速記録で使われている漢字や、かなづかいや、句読は、もちろん、私自身のものではないから、これらは、すべて、私流になおした。また、速記録がまちがっているとおもわれる場合もある。たとえば、私はかならず「重要な一歩」とか、「完全なもの」とかいったはずであるのに、速記録には、すべて「重要なる一歩」、「完全なるもの」というふうになっている。明らかにまちがいとおもわれるところは、適宜これをあらためた。

しかし、そのほかは、すべて速記録のままとした。私としては、いまとなっては、あらためたい表現が少なくないが、質疑がなされたときの空気を伝えるために、あえて手を加えなかった。ただところどころにある「(拍手)」は、のぞいた。なお、〔 〕にかこまれた言葉は、読者の便宜を考えて、あとから入れた説明である。

ただ今の憲法改正が、はたして日本の政治の民主化に役立つかどうかという点については、いろいろ意見がございますが、私はさきほどからの沢田〔牛麿〕議員がおっしゃったところとは遠い、むしろ大体において、ただ今板倉〔卓造〕議員がおっしゃったところと同様に、これは日本の政治の民主化の道における重要な一歩前進であると考えております。

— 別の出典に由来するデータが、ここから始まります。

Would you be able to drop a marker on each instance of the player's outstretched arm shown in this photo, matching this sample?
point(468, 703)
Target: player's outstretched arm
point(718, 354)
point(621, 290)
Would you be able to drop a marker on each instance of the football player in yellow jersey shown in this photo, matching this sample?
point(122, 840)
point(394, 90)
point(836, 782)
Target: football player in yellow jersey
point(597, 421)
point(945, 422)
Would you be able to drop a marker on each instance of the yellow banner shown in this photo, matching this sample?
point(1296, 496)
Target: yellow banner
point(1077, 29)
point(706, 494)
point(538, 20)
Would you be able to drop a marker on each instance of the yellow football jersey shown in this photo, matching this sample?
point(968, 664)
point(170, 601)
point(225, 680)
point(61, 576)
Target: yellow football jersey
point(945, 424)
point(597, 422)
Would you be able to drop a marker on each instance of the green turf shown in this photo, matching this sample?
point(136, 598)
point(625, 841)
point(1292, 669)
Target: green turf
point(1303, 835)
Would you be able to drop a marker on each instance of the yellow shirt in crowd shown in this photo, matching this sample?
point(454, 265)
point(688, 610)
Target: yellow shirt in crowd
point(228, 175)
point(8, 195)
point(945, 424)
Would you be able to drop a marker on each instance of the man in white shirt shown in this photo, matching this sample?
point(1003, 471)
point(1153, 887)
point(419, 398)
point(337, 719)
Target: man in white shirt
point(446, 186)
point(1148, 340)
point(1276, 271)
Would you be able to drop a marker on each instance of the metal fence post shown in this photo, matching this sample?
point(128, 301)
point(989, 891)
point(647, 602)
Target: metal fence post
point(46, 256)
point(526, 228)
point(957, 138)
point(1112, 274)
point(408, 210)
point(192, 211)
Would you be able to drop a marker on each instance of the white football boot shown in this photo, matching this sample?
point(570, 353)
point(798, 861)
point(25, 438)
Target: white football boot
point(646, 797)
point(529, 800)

しかし、その憲法案が非常に完全なものだと考えるのではありません。そこには不明瞭な規定や、不適当な規定が少なからず存するのでありまして、それらが然るべく修正せられることを希望する者でありますが、それにもかかわらず、全体として、この改正案が成立することを心から祈っております。

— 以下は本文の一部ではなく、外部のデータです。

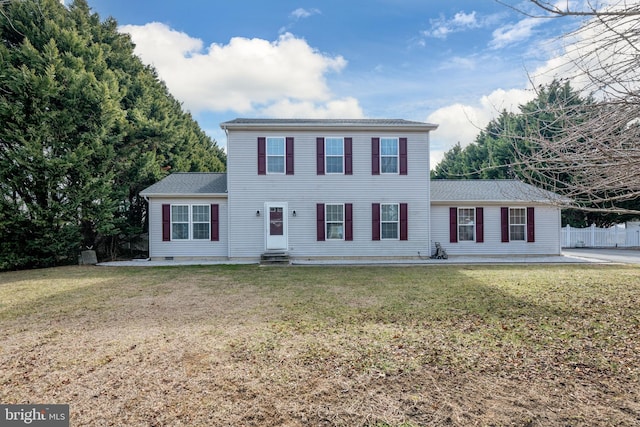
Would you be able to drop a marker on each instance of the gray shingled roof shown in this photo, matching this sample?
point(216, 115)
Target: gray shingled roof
point(494, 190)
point(371, 123)
point(188, 183)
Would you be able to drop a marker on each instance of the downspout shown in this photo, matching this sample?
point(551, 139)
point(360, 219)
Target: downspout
point(226, 132)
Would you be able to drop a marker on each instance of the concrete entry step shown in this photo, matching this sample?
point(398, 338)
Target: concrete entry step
point(274, 258)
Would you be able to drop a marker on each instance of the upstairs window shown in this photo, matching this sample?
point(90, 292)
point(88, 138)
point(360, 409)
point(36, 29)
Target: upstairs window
point(275, 155)
point(389, 155)
point(334, 155)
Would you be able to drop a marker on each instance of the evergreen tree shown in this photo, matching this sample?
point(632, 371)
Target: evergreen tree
point(86, 126)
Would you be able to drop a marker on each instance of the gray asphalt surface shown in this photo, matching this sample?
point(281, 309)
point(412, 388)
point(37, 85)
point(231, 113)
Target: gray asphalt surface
point(568, 256)
point(624, 256)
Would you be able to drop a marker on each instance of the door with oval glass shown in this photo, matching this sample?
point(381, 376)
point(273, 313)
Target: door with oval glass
point(276, 226)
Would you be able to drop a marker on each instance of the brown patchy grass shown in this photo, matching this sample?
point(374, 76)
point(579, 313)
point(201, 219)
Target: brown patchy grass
point(377, 346)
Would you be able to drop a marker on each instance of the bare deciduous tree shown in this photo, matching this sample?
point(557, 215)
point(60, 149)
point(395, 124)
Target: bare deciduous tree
point(594, 157)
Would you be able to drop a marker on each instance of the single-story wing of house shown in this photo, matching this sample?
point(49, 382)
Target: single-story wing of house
point(341, 189)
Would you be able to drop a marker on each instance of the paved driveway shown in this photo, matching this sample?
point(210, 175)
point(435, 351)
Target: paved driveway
point(625, 256)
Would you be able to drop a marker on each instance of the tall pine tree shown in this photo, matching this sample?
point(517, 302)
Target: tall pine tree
point(85, 126)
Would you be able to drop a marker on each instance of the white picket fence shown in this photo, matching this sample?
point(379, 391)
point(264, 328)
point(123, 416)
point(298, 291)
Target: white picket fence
point(594, 237)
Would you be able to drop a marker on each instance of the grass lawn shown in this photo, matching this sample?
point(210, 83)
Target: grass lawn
point(554, 345)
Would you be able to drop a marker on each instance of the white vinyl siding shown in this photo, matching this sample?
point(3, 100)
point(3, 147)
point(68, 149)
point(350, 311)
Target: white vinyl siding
point(547, 232)
point(247, 194)
point(187, 248)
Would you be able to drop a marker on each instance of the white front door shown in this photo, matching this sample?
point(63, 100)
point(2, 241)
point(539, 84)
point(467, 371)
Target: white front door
point(276, 226)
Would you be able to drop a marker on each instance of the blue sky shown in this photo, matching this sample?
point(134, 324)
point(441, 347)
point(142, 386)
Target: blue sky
point(455, 63)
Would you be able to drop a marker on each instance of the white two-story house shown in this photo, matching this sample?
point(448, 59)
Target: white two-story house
point(340, 189)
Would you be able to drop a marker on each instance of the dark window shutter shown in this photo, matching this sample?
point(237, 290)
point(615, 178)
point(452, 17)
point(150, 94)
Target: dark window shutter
point(289, 155)
point(320, 222)
point(166, 223)
point(375, 223)
point(215, 223)
point(348, 156)
point(403, 156)
point(504, 224)
point(531, 225)
point(320, 156)
point(348, 221)
point(262, 156)
point(404, 221)
point(375, 156)
point(479, 225)
point(453, 225)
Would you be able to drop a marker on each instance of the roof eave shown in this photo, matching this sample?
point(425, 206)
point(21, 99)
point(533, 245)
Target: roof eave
point(184, 195)
point(328, 126)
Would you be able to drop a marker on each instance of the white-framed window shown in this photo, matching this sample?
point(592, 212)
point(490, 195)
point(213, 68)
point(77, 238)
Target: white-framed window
point(190, 222)
point(389, 155)
point(517, 224)
point(201, 222)
point(334, 221)
point(180, 222)
point(334, 155)
point(275, 155)
point(389, 221)
point(466, 224)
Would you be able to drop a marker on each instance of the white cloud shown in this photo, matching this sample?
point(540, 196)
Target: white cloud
point(338, 108)
point(457, 63)
point(244, 76)
point(514, 33)
point(463, 122)
point(461, 21)
point(304, 13)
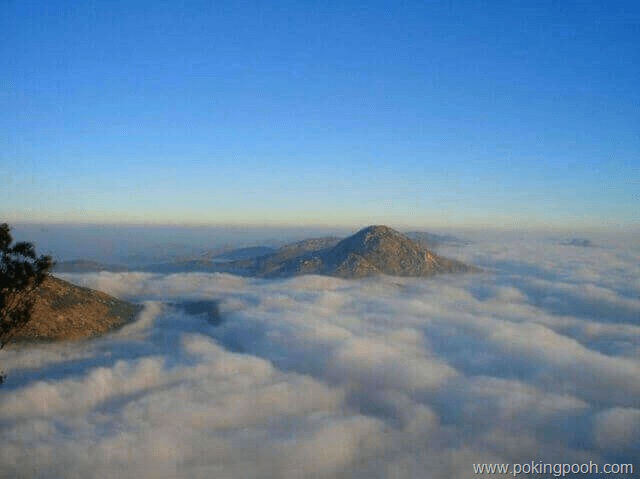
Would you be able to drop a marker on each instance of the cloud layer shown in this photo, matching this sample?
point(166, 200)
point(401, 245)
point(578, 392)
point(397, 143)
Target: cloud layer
point(538, 359)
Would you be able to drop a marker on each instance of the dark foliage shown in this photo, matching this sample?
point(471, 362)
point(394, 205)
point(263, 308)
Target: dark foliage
point(21, 273)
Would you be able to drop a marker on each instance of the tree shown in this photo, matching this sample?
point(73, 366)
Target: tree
point(21, 273)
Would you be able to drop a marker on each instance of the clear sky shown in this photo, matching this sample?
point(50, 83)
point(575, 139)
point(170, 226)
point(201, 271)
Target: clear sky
point(427, 113)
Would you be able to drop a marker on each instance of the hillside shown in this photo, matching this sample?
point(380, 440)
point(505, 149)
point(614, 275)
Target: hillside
point(64, 311)
point(372, 250)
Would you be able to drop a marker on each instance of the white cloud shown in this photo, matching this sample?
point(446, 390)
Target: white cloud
point(537, 359)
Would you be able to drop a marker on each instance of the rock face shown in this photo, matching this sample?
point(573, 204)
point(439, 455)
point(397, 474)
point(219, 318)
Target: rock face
point(373, 250)
point(64, 311)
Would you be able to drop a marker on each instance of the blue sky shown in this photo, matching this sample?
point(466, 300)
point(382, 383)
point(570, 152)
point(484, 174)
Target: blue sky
point(427, 114)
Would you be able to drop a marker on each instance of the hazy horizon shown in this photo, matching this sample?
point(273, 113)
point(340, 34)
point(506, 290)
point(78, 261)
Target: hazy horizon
point(535, 359)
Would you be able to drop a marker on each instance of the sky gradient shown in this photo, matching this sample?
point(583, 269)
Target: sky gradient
point(441, 114)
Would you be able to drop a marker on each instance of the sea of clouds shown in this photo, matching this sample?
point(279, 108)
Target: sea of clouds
point(536, 359)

そういう立場から、この憲法改正案に関する原理的な問題の若干について、きわめて簡単に、箇条的に、おたずね申し上げたいとおもいます。

質疑の第一点は、

ポツダム宣言の受諾ということは、国民主権主義の承認を意味するとおもうがどうであろうか、ということであります。ポツダム宣言の第一二項には、御承知のとおり、日本国国民の自由に表明せられた意思にしたがって、平和的傾向を有し、云々、という言葉がございます。

さらに、昨年〔一九四五年〕八月十一日のわが国の降伏申入に対する連合国の回答には、最終的な日本の統治の形態は、ポツダム宣言にしたがって日本国国民の自由に表明した意思によって決定さるべきものである、といわれております。国家の統治形態が、その国民の自由に表明せられた意思によって決定さるべきものであるとする建前は、すなわち、いわゆる国民主権主義にほかならないのであります。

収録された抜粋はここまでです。